A uniform rod AB is 1.2 m long and weighs 16N. It is suspended by strings AC and BD. A block P weighing 96N is attached at E, 0.30N from A. The tension force in the string BD has a magnitude.
My work:
Taking torque around AC string
clockwise=counterclockwise
block P + Board force down= BD tension
(0.3m * 96N)+ (.6m * 16N)= BD (1.2m)
38.4= BD(1.2m)
BD= 32N
An 800N man stands halfway up a 5.0m long ladder of negligible weight. The base of the ladder is 3.0m from the wall. Assuming that the wall-ladder contact is frictionless, the wall pushes against the ladder with a force magnitude of:
my work:
cos (theta) = 3m/5m
theta= 53.13 degrees
horizontal components
Ff (friction foce on bottom) - FN (normal force on top) = 0
Ff=FN
vertical components:
Torque taken from top point of ladder
clockwise= counterclockwise
(800N X 2.5X cos(53.1))= FN(5)
FN=240N
Thank you
for checking my work. Your work is correct.

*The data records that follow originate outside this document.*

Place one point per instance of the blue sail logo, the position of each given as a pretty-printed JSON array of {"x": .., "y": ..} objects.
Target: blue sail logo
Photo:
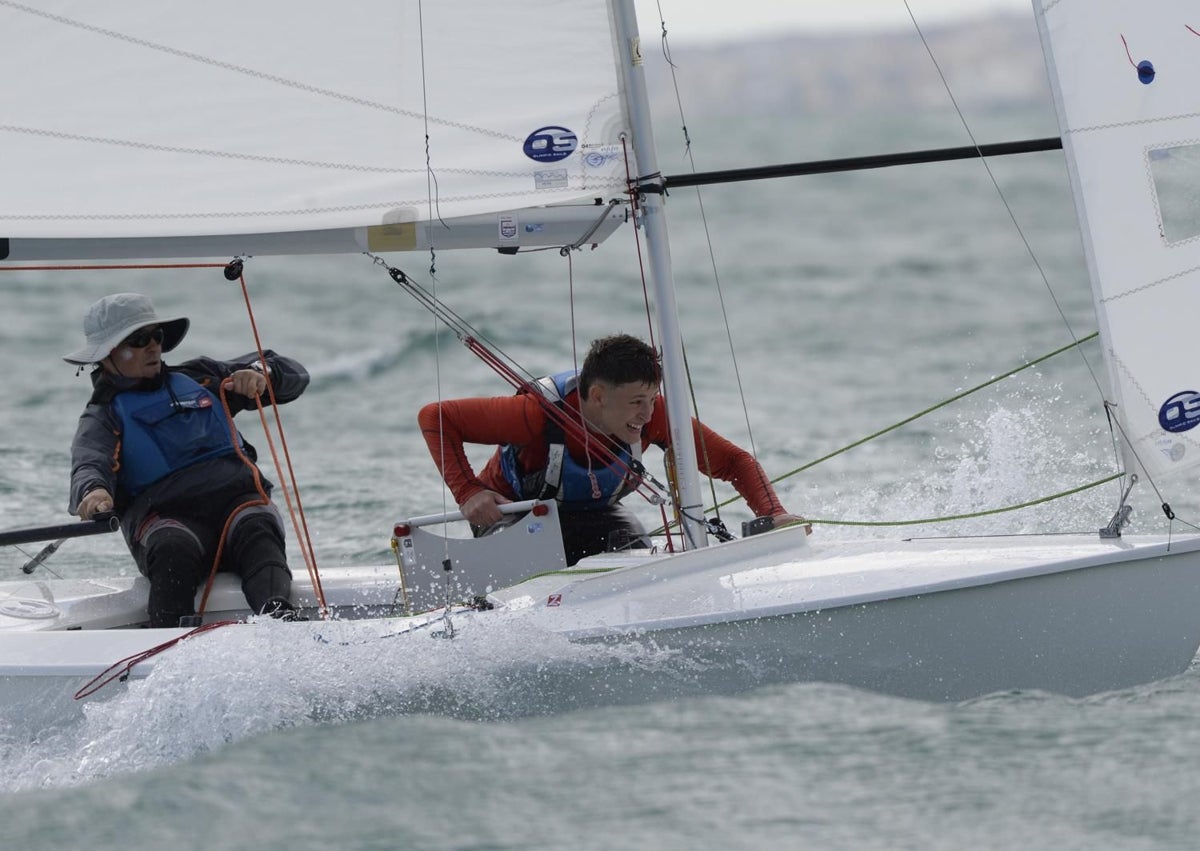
[
  {"x": 551, "y": 144},
  {"x": 1181, "y": 412}
]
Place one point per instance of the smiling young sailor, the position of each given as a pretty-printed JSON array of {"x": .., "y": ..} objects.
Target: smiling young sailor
[
  {"x": 616, "y": 394},
  {"x": 155, "y": 447}
]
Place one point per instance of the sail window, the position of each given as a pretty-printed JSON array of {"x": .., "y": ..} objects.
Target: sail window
[{"x": 1176, "y": 174}]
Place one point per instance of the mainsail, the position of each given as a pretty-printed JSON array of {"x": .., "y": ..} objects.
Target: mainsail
[
  {"x": 300, "y": 126},
  {"x": 1125, "y": 79}
]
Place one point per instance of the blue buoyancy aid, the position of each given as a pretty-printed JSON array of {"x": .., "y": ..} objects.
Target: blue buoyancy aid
[
  {"x": 573, "y": 484},
  {"x": 169, "y": 429}
]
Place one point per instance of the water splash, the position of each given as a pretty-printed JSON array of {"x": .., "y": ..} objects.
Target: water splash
[{"x": 245, "y": 682}]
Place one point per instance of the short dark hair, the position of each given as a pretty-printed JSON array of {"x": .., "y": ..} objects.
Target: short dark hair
[{"x": 619, "y": 359}]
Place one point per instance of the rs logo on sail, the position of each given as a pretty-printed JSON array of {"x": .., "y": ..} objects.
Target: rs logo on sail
[
  {"x": 1180, "y": 412},
  {"x": 551, "y": 144}
]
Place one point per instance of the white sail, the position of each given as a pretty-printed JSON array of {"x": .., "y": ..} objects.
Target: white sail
[
  {"x": 299, "y": 123},
  {"x": 1132, "y": 137}
]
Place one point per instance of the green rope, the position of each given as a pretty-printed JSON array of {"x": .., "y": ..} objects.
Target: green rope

Your work seems to be mostly correct. However, there are a couple of errors in your calculations.
For the first problem:
- You correctly took the torque around the AC string, but the equation should be: (0.3m * 96N) + (0.6m * 16N) = BD * 1.2m.
- Solving for BD, you should get BD = 96N.
For the second problem:
- You correctly determined the angle theta using the cosine ratio.
- However, when you took the torque about the top point of the ladder, the equation should be: (800N * 2.5m * cos(53.13°)) = FN * 5m.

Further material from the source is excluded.